Entah ini kemarau keberapa aku menunggumu dalam sepiku. Yang aku tahu,
matahari terus saja menyombongkan dirinya. Mungkin matahari ingin mencari
perhatian atau mungkin hujanlah yang ingin dirindukan? Ah! Biarkan ini jadi
perdebatan alam.
Yang aku tahu, perasaan ini merindukan air. Merindukan kamu. Aku menanti
hujan juga menanti kamu.
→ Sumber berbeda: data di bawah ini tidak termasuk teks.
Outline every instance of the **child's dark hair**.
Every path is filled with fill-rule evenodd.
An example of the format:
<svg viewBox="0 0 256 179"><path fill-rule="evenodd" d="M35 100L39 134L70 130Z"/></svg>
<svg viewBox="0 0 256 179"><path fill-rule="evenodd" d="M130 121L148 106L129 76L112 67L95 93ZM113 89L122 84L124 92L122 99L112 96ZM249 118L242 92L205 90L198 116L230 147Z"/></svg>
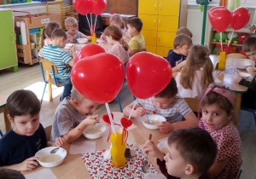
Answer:
<svg viewBox="0 0 256 179"><path fill-rule="evenodd" d="M6 101L7 110L11 118L30 114L35 116L39 113L41 104L37 95L31 90L16 90L13 92Z"/></svg>
<svg viewBox="0 0 256 179"><path fill-rule="evenodd" d="M110 25L104 31L105 36L111 37L115 41L120 41L124 49L128 50L128 43L123 39L121 28L117 25Z"/></svg>
<svg viewBox="0 0 256 179"><path fill-rule="evenodd" d="M177 88L175 78L172 77L168 85L154 97L168 97L172 98L177 93Z"/></svg>
<svg viewBox="0 0 256 179"><path fill-rule="evenodd" d="M49 22L41 32L41 38L40 38L40 48L44 46L44 39L46 38L51 38L51 32L57 28L61 28L61 25L58 22Z"/></svg>
<svg viewBox="0 0 256 179"><path fill-rule="evenodd" d="M206 173L215 161L217 145L210 134L201 128L173 130L168 145L174 145L183 159L195 166L197 172Z"/></svg>
<svg viewBox="0 0 256 179"><path fill-rule="evenodd" d="M3 167L0 168L0 176L2 179L25 179L20 172Z"/></svg>
<svg viewBox="0 0 256 179"><path fill-rule="evenodd" d="M51 38L55 39L55 38L64 38L67 39L67 36L62 29L55 29L51 33Z"/></svg>
<svg viewBox="0 0 256 179"><path fill-rule="evenodd" d="M136 28L138 32L142 31L143 26L143 20L138 17L128 20L127 24L129 24L130 26Z"/></svg>

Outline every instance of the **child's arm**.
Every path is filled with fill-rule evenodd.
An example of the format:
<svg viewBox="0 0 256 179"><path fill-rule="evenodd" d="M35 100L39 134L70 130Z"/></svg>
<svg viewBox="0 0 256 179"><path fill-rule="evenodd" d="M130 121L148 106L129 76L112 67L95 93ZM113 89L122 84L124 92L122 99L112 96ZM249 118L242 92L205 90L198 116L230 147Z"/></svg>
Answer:
<svg viewBox="0 0 256 179"><path fill-rule="evenodd" d="M89 116L85 119L84 119L77 127L69 130L67 134L63 135L63 137L67 142L71 143L82 135L88 125L95 125L98 122L98 114Z"/></svg>
<svg viewBox="0 0 256 179"><path fill-rule="evenodd" d="M124 108L124 115L125 116L130 116L130 113L131 112L131 109L133 107L134 102L131 103L130 105L128 105L127 107L125 107ZM131 113L131 118L138 118L138 117L143 117L143 115L145 115L147 109L143 108L143 107L134 107L134 111Z"/></svg>

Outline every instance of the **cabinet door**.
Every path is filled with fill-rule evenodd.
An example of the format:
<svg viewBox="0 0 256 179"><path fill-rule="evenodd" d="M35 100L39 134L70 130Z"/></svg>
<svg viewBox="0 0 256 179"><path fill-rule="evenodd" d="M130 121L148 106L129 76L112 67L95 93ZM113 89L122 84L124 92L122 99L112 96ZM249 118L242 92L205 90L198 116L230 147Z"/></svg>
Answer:
<svg viewBox="0 0 256 179"><path fill-rule="evenodd" d="M177 16L158 16L158 31L177 32L178 29L178 17Z"/></svg>
<svg viewBox="0 0 256 179"><path fill-rule="evenodd" d="M11 10L0 11L0 69L17 65L14 20Z"/></svg>
<svg viewBox="0 0 256 179"><path fill-rule="evenodd" d="M156 38L157 38L156 31L142 30L141 33L144 37L145 44L156 45Z"/></svg>
<svg viewBox="0 0 256 179"><path fill-rule="evenodd" d="M158 0L138 0L138 14L158 14Z"/></svg>
<svg viewBox="0 0 256 179"><path fill-rule="evenodd" d="M139 14L143 22L143 29L157 31L157 15Z"/></svg>
<svg viewBox="0 0 256 179"><path fill-rule="evenodd" d="M180 1L182 0L159 0L158 14L179 16Z"/></svg>

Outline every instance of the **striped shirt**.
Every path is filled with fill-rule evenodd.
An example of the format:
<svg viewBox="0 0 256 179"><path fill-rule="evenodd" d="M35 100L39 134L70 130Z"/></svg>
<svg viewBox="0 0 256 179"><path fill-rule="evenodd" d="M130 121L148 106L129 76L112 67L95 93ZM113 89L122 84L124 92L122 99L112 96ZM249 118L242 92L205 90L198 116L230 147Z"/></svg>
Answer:
<svg viewBox="0 0 256 179"><path fill-rule="evenodd" d="M180 122L183 117L192 112L184 99L179 95L176 95L176 98L172 100L166 109L159 109L155 107L152 98L146 100L138 99L137 101L143 107L147 108L147 114L153 114L154 111L155 114L165 117L169 123Z"/></svg>
<svg viewBox="0 0 256 179"><path fill-rule="evenodd" d="M40 54L45 60L53 62L56 66L58 70L58 73L55 74L56 78L70 78L70 68L67 65L73 58L63 49L47 44L40 49ZM52 76L51 72L49 74Z"/></svg>

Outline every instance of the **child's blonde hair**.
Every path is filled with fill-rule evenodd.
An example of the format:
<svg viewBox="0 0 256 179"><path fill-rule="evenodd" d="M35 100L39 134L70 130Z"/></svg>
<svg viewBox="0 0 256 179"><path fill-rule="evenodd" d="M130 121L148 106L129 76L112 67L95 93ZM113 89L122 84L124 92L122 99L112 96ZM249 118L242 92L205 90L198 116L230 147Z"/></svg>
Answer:
<svg viewBox="0 0 256 179"><path fill-rule="evenodd" d="M111 37L115 41L119 41L123 45L124 49L128 50L128 44L126 41L123 39L123 33L121 28L117 25L110 25L104 31L105 36Z"/></svg>
<svg viewBox="0 0 256 179"><path fill-rule="evenodd" d="M180 84L184 89L192 90L195 71L201 67L203 68L201 81L201 88L207 89L213 82L213 66L209 54L208 48L203 45L196 44L191 47L186 65L181 72L180 77Z"/></svg>
<svg viewBox="0 0 256 179"><path fill-rule="evenodd" d="M67 17L65 20L65 26L67 27L78 27L79 22L74 17Z"/></svg>
<svg viewBox="0 0 256 179"><path fill-rule="evenodd" d="M55 29L61 28L61 25L58 22L49 22L41 32L41 38L40 38L40 48L44 46L44 39L46 38L51 38L51 33Z"/></svg>

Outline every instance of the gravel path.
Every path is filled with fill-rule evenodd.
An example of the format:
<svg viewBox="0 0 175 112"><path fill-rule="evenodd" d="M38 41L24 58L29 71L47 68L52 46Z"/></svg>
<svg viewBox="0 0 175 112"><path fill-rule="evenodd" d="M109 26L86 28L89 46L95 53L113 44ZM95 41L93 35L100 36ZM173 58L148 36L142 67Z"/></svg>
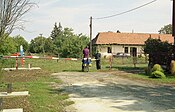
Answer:
<svg viewBox="0 0 175 112"><path fill-rule="evenodd" d="M63 80L61 87L75 102L67 112L175 112L175 87L153 86L101 72L53 75Z"/></svg>

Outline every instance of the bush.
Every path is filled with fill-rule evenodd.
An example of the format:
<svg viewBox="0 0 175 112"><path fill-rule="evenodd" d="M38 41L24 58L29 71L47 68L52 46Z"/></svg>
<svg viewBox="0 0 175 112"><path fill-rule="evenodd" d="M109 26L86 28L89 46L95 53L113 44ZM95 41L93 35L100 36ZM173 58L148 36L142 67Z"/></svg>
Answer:
<svg viewBox="0 0 175 112"><path fill-rule="evenodd" d="M161 71L154 71L151 73L152 78L166 78L165 74Z"/></svg>
<svg viewBox="0 0 175 112"><path fill-rule="evenodd" d="M152 72L154 71L160 71L160 72L164 72L164 70L162 69L162 67L159 64L155 64L152 68Z"/></svg>

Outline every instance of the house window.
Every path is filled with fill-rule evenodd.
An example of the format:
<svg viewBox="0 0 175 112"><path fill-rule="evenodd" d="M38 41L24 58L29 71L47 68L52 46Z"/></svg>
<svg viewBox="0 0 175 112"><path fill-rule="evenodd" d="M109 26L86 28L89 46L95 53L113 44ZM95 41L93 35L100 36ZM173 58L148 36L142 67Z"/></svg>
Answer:
<svg viewBox="0 0 175 112"><path fill-rule="evenodd" d="M112 47L108 47L108 53L112 53Z"/></svg>
<svg viewBox="0 0 175 112"><path fill-rule="evenodd" d="M125 47L125 53L128 53L128 47Z"/></svg>

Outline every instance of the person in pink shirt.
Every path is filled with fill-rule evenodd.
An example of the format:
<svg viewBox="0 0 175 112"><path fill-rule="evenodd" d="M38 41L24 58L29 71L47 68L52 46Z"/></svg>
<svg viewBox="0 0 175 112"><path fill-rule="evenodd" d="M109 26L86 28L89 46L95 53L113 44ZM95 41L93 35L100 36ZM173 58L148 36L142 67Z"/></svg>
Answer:
<svg viewBox="0 0 175 112"><path fill-rule="evenodd" d="M87 58L86 60L84 58ZM82 71L84 72L84 64L88 63L88 58L89 58L89 49L88 46L86 46L83 49L83 59L82 59Z"/></svg>
<svg viewBox="0 0 175 112"><path fill-rule="evenodd" d="M88 57L89 57L89 49L88 49L88 46L86 46L83 49L83 58L88 58Z"/></svg>

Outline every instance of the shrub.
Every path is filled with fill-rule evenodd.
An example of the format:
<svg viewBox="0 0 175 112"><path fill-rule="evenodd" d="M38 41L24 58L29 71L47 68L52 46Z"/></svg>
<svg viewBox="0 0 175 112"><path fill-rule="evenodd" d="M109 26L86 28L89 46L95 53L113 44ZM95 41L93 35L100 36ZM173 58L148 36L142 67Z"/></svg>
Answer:
<svg viewBox="0 0 175 112"><path fill-rule="evenodd" d="M154 71L151 73L152 78L166 78L165 74L161 71Z"/></svg>
<svg viewBox="0 0 175 112"><path fill-rule="evenodd" d="M160 72L164 72L163 71L163 69L162 69L162 67L159 65L159 64L155 64L154 66L153 66L153 68L152 68L152 72L154 72L154 71L160 71Z"/></svg>

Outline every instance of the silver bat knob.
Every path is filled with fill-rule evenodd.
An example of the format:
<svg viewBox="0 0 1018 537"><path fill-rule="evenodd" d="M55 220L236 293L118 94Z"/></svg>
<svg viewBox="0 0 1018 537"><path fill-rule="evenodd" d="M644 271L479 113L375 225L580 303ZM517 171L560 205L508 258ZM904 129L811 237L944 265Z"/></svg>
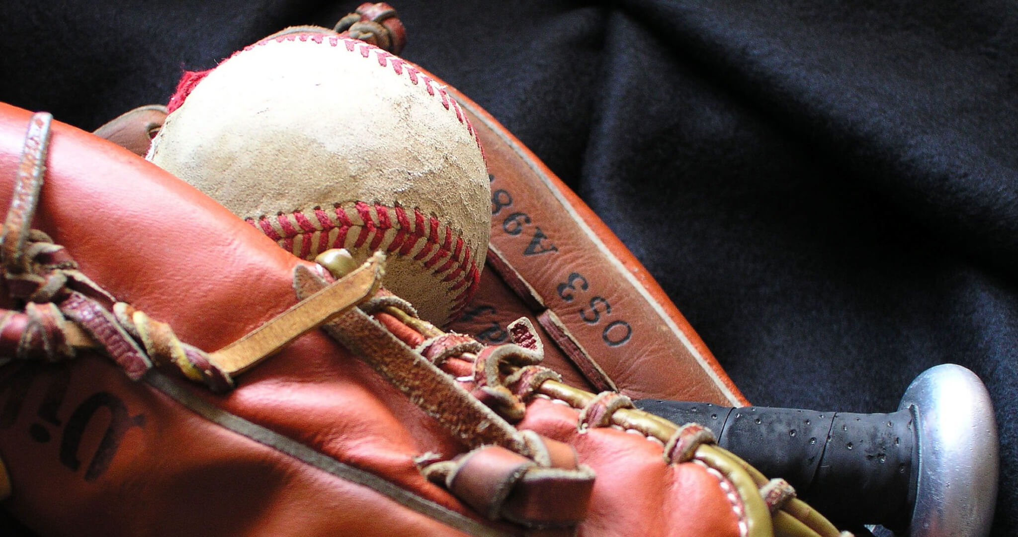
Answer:
<svg viewBox="0 0 1018 537"><path fill-rule="evenodd" d="M985 386L961 366L937 366L912 381L898 410L909 410L916 424L918 469L910 535L988 535L1000 455Z"/></svg>
<svg viewBox="0 0 1018 537"><path fill-rule="evenodd" d="M660 399L635 401L788 480L832 520L911 537L984 537L997 500L997 424L989 394L952 364L922 372L891 414L854 414Z"/></svg>

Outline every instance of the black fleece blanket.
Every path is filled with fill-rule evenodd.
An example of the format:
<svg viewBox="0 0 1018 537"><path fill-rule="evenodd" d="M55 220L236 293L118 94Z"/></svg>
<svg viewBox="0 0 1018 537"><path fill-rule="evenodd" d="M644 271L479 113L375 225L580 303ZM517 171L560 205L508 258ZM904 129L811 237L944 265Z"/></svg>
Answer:
<svg viewBox="0 0 1018 537"><path fill-rule="evenodd" d="M0 2L0 101L94 129L358 2ZM393 0L659 279L756 405L890 412L986 383L1018 532L1018 5ZM14 531L14 530L10 530Z"/></svg>

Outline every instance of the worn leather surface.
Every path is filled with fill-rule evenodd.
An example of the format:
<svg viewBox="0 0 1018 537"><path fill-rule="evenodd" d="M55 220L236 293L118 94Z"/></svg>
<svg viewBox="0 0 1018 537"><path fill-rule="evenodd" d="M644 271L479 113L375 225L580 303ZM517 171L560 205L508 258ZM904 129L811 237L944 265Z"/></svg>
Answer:
<svg viewBox="0 0 1018 537"><path fill-rule="evenodd" d="M9 201L27 118L24 110L0 107L0 204ZM182 340L207 351L295 302L290 272L301 261L126 150L61 123L54 129L37 226L118 299L169 322ZM0 457L13 485L5 506L43 535L456 533L212 425L149 385L126 380L105 358L84 356L67 368L48 368L49 374L20 376L20 368L0 371L9 388L27 386L7 399L9 420L0 434ZM46 381L51 377L66 379L65 391L62 382ZM299 338L240 384L225 396L186 387L216 407L469 514L425 481L412 461L425 451L457 452L458 443L324 334ZM99 459L107 463L97 469L93 453L108 422L99 414L90 420L88 411L101 407L114 410L123 432L116 448L107 444ZM524 425L569 441L580 463L601 476L581 535L738 534L723 482L704 468L666 465L661 446L640 436L611 429L578 434L576 415L538 399ZM675 508L662 509L665 503Z"/></svg>
<svg viewBox="0 0 1018 537"><path fill-rule="evenodd" d="M746 405L614 233L498 121L459 92L447 91L461 103L485 151L497 256L489 256L479 290L450 329L498 343L508 337L505 327L525 316L540 327L545 365L574 386L634 398ZM131 114L109 124L144 131L129 126L144 116ZM144 142L117 142L146 152Z"/></svg>
<svg viewBox="0 0 1018 537"><path fill-rule="evenodd" d="M599 390L614 385L632 397L746 404L682 314L601 219L491 115L458 92L456 98L485 148L492 246L508 265L502 273L522 279L534 294L530 301L524 294L522 302L529 302L535 326L550 310L581 350L566 354L573 364L563 370L582 369L585 359L612 381L598 385L593 375L583 375ZM488 313L502 326L518 317L511 307L501 312L493 307Z"/></svg>

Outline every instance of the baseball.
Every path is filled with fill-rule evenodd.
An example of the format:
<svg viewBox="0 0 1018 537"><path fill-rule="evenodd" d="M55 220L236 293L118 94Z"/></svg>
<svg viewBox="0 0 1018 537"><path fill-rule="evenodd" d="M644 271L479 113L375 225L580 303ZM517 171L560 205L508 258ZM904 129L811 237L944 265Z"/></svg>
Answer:
<svg viewBox="0 0 1018 537"><path fill-rule="evenodd" d="M477 138L415 65L327 32L273 37L185 78L148 159L301 258L385 252L385 286L444 325L488 250Z"/></svg>

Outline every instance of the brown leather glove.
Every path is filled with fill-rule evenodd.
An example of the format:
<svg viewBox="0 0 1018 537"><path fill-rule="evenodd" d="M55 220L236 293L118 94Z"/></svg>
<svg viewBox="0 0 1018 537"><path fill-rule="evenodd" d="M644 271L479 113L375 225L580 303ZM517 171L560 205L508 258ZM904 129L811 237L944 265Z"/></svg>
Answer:
<svg viewBox="0 0 1018 537"><path fill-rule="evenodd" d="M444 336L381 261L330 283L110 143L54 123L43 155L45 122L0 108L0 458L41 534L837 534L703 430L556 381L526 323Z"/></svg>

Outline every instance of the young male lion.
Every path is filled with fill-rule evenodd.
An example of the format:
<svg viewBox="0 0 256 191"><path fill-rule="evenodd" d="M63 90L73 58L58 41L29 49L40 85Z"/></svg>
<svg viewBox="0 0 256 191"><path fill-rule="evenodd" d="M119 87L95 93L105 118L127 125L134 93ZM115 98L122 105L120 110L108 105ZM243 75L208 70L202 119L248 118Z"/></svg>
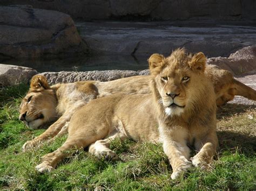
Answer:
<svg viewBox="0 0 256 191"><path fill-rule="evenodd" d="M216 152L215 96L204 72L206 58L178 49L149 59L151 94L119 95L92 100L72 117L66 142L36 166L51 171L68 151L92 144L96 155L116 158L109 148L116 138L163 143L176 179L192 165L205 167ZM193 145L198 151L190 158Z"/></svg>
<svg viewBox="0 0 256 191"><path fill-rule="evenodd" d="M235 95L256 101L256 91L234 79L230 72L210 65L206 66L205 73L214 87L218 106L233 100ZM150 77L132 76L105 82L84 81L58 83L50 87L45 76L35 76L29 92L22 100L19 119L29 128L36 129L60 117L44 133L26 142L23 146L23 150L64 133L66 123L69 122L73 112L91 100L117 93L149 93L151 90L147 84Z"/></svg>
Kembalilah, kembali saat kemarau ini, agar kita dapat
menunggu hujan bersama. Kembali, karena hujan menunggumu untuk meneteskan
airnya.
Aku kembali melihat ke luar melalui celah kecil jendela ini. Rupanya, ini
kebiasaanku akhir-akhir ini. Aku berharap akan ada kamu di sela hujan datang,
tapi hujan tak kunjung datang begitupun kamu.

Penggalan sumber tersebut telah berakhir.